The BBC had asked me to go to the Hilton Hotel in Park Lane, London, England, to try and interview Irwin, but because of a traffic snarl, I arrived well after his press conference had ended.

When I approached him, my BBC tape recorder in hand, he told me, "I'm sorry, but I'm not giving anymore interviews."

However, like any journalist worth his salt, I decided that was not the end of the story, so I followed him across the lobby of the Hilton Hotel and watched him, confusion written over his face, trying to work out how to make a call on a British pay phone.

The deal...
After a few minutes, I approached him again and said, "Mr. Irwin, I'll make a deal with you. I'll make the call for you if, in return, you will give me an interview."

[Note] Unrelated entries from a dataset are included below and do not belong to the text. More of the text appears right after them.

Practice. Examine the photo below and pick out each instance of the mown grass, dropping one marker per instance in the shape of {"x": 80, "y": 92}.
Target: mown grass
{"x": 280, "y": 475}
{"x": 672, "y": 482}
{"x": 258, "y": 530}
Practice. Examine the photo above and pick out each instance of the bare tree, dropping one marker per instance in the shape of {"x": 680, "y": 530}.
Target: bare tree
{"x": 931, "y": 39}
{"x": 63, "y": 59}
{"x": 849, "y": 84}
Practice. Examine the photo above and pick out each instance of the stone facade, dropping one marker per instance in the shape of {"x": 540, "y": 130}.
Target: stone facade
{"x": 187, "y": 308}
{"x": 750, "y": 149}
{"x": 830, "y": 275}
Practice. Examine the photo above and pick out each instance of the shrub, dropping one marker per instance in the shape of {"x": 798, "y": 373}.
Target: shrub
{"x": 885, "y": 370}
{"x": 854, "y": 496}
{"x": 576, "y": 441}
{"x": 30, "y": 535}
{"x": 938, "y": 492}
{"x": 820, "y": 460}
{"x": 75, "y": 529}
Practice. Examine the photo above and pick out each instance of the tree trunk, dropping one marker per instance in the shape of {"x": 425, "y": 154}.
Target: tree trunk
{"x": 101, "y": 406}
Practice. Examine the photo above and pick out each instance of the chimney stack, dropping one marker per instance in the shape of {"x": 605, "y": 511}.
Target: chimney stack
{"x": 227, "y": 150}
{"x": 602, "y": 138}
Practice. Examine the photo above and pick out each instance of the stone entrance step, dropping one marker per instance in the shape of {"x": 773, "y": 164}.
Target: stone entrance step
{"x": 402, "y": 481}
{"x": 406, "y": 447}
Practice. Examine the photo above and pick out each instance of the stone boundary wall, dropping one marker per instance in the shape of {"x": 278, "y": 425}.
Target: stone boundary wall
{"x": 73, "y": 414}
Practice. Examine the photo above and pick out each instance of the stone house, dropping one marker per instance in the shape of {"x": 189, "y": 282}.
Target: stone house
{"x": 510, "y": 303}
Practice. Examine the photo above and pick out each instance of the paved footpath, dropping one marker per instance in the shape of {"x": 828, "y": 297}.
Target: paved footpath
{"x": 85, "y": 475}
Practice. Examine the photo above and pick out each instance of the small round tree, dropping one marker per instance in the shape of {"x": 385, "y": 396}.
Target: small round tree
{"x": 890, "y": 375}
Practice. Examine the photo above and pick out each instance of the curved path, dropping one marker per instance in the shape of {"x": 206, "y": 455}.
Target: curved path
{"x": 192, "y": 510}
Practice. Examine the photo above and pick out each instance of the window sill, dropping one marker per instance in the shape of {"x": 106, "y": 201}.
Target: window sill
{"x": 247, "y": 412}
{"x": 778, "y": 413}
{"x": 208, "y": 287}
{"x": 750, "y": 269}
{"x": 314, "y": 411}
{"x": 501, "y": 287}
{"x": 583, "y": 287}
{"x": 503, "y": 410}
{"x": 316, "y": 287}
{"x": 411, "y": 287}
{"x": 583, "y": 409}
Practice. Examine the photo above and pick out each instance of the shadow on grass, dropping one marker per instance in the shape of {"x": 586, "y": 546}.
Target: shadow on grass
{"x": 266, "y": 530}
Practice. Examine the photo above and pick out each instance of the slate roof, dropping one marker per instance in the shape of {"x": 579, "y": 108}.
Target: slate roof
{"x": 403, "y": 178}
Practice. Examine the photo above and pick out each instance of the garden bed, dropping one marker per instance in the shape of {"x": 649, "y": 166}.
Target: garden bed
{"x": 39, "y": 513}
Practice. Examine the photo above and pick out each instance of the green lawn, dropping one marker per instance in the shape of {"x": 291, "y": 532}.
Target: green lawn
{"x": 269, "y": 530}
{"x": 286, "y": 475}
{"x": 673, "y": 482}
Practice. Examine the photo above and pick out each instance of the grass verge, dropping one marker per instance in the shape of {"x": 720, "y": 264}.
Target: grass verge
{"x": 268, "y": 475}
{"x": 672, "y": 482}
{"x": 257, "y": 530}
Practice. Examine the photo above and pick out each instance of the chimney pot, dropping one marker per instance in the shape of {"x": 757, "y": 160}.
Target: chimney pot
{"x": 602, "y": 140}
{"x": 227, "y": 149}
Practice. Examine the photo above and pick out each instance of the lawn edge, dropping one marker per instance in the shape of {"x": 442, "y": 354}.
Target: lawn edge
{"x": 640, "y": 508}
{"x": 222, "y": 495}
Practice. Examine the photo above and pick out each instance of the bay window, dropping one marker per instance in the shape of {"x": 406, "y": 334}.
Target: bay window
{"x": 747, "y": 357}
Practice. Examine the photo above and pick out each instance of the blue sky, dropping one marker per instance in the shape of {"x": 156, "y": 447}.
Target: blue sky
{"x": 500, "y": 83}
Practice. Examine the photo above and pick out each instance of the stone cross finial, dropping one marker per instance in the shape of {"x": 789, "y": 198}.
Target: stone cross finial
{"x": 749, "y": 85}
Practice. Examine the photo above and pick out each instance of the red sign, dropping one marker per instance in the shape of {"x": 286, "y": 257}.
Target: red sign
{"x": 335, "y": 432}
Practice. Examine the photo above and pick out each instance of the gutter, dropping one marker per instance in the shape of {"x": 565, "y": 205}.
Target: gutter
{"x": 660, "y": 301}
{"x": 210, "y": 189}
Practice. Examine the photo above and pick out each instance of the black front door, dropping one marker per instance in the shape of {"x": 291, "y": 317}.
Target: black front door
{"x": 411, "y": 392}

A wry smile came over his face and he handed me some coins, gave me the number he was trying to connect with and I did the rest.

Astronaut James Irwin uses scoop to
sample lunar soil. Photograph taken on
August 2, 1971 during Apollo 15

I then retreated so he could talk to the person on the other end of the line in privacy and then, when he had finished, he came over to me and said, "I guess, young man, you've earned the interview."

Irwin laughed and added, "Can you believe it? I landed on the moon, but couldn't work one of your pay phones!"

Irwin, a born-again Christian, then gave me a fascinating interview in which he said, "It is more significant that God walked on earth than that man walked on the moon..my own life is given purpose and perspective through God who walks on this earth in Jesus. In that sense we are a visited planet!"

He went on to say, "It was my experience in exploring the moon on the Apollo 15 mission that moved me to devote the rest of my life to spreading the good news of Jesus Christ."

His companions on the moon flight were David R. Scott, spacecraft commander and Alfred M. Worden, the command module pilot and Apollo 15 was the fourth manned lunar landing mission and the first to visit and explore the moon's Hadley Rille and Apennine Mountains which are located on the southeast edge of the Mare Imbrium (Sea of Rains).

Their lunar module, "Falcon," remained on the lunar surface for 66 hours, 54 minutes-setting a new record for lunar surface stay time -- and Scott and Irwin logged 18 hours and 35 minutes each in extravehicular activities conducted during three separate excursions onto the lunar surface. Using "Rover-l" to transport themselves and their equipment along portions of Hadley Rille and the Apinnine Mountains, Scott and Irwin performed a selenological (lunar science) inspection and survey of the area and collected approximately 180 pounds of lunar surface materials.

He even showed me a piece of moon rock that he was carrying with him.

Irwin had by now became the founding president of the High Flight Foundation, an inter-denominational evangelical organization based in Colorado Springs, and he said, "I felt the power of God as I've never felt it before.

"While on the moon, at the end of the first day exploring the rugged lunar highlands, I was reminded of my favorite Biblical passage from Psalms. While speaking by radio to Mission Control in Houston, I began quoting the passage, 'I'll look into the hills from whence cometh my help,' and then I added quickly, 'but, of course, we get quite a bit of help from Houston, too."

And, on this occasion, Irwin, who sadly died of a heart attack in Glenwood City, Colorado, on August 8, 1991, "looked" to a British journalist to get some help in operating a British pay phone.